Led by a group of researchers from the Washington University in St. Louis, and the University of Buffalo, the findings were published on July 31st, in Nature Communications.
The search for uncontaminated antibiotics
"In the long term, we really need new structural classes of antibiotics that have never been contaminated by clinical resistance from established antibiotic classes," said Timothy Wencewicz, assistant professor of Chemistry in Arts and Sciences.
Wencewicz continued: "Obafluorin has a novel structure compared to all FDA-approved antibiotics."
What the team has found could be used as the next phase of antibiotics. This is desperately needed as more and more people are developing immunity to current antibiotics, mostly from overuse over the years.

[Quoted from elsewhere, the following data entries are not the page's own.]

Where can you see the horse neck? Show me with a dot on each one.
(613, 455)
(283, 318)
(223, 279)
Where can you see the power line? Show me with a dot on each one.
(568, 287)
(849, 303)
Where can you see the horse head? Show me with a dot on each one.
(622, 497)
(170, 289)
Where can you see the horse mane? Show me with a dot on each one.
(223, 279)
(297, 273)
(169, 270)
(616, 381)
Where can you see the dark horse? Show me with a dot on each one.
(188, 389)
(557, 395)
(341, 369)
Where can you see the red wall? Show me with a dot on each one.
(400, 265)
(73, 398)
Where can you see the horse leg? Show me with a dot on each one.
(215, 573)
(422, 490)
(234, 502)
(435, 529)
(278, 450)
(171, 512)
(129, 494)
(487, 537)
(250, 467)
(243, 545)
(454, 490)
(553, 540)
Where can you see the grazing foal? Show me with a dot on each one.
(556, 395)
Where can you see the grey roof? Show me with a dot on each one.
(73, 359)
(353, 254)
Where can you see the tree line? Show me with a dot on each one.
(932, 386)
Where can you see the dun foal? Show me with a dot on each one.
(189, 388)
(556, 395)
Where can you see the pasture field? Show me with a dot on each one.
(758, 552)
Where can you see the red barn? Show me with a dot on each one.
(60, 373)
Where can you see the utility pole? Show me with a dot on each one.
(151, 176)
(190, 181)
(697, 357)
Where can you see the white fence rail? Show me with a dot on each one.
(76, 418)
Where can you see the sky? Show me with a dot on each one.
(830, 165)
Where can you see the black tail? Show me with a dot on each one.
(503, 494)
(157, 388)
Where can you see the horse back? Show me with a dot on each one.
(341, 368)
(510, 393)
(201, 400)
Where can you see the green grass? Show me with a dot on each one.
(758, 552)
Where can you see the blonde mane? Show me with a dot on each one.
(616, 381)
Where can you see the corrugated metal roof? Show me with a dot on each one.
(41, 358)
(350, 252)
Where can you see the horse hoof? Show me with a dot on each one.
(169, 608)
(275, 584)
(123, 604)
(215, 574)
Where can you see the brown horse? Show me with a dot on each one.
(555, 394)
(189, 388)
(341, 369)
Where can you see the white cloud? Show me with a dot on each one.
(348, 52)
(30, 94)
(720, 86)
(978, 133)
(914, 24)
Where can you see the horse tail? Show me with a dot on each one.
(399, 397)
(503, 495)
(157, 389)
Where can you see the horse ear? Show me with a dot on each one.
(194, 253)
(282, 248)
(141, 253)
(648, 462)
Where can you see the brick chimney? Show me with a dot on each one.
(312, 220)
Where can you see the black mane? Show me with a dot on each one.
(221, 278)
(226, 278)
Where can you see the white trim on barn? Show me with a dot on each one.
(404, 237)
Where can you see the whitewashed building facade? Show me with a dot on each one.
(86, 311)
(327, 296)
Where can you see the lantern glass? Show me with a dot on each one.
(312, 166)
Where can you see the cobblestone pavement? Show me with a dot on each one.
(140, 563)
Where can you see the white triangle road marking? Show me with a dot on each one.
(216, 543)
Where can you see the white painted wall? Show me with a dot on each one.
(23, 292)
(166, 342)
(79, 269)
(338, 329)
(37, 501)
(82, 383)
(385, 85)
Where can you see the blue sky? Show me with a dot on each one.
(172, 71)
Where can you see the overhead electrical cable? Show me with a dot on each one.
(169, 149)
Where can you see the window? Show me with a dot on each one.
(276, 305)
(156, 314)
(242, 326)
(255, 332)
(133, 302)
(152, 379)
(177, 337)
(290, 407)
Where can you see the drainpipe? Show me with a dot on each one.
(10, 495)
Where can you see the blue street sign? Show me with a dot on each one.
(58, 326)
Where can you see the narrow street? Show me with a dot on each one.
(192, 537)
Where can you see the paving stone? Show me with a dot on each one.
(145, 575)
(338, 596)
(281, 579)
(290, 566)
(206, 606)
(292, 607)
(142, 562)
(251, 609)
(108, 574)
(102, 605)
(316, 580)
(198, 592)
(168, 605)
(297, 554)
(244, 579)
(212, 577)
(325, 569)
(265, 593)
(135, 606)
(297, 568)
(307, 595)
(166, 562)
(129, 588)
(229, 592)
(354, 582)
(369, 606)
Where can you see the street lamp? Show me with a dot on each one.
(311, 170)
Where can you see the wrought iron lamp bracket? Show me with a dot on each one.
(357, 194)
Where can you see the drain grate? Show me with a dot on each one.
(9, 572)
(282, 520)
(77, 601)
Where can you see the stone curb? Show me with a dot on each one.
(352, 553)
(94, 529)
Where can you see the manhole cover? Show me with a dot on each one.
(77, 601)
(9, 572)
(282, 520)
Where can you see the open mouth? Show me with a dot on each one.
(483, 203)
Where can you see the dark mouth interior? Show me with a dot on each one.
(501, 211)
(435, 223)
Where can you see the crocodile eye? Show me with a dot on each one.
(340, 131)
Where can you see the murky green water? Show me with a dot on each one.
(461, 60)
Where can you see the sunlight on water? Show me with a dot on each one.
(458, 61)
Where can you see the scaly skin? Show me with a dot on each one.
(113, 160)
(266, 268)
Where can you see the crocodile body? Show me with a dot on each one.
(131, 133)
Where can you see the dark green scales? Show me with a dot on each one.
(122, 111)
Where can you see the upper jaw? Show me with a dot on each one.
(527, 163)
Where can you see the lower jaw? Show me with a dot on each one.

Nature as the main provider
Obafluorin, in particular, comes from a fluorescent strain of soil bacteria, which creates a biofilm on the roots of plants. The enzyme, nonribosomal peptide synthetase, with its highly reactive beta-lactone ring, is what's accountable for obafluorin's antimicrobial structure.
First discovered in 1984, it wasn't until 2017 that Wenecewicz figured out the genetic blueprint of the enzyme. His findings allow a beta-lactone forming enzyme (obafluorin) which is available in nature to be made from scratch in a laboratory for the first time.
“We need new structural classes of antibiotics that have never been contaminated by clinical resistance from established antibiotic classes.” #WashU experts study obafluorin, a promising compound that may give rise to a new generation of antibiotics. https://t.co/1EKxIRdh91— Washington University in St. Louis (@WUSTL) August 1, 2019
Thanks to this new research however, it is now easier and faster to create analogs of the natural product in a lab environment.
For Wencewicz, the research is not over yet, as he said: "Given the structural diversity of known beta-lactone natural products, we believe that novel beta-lactone synthases remain to be discovered."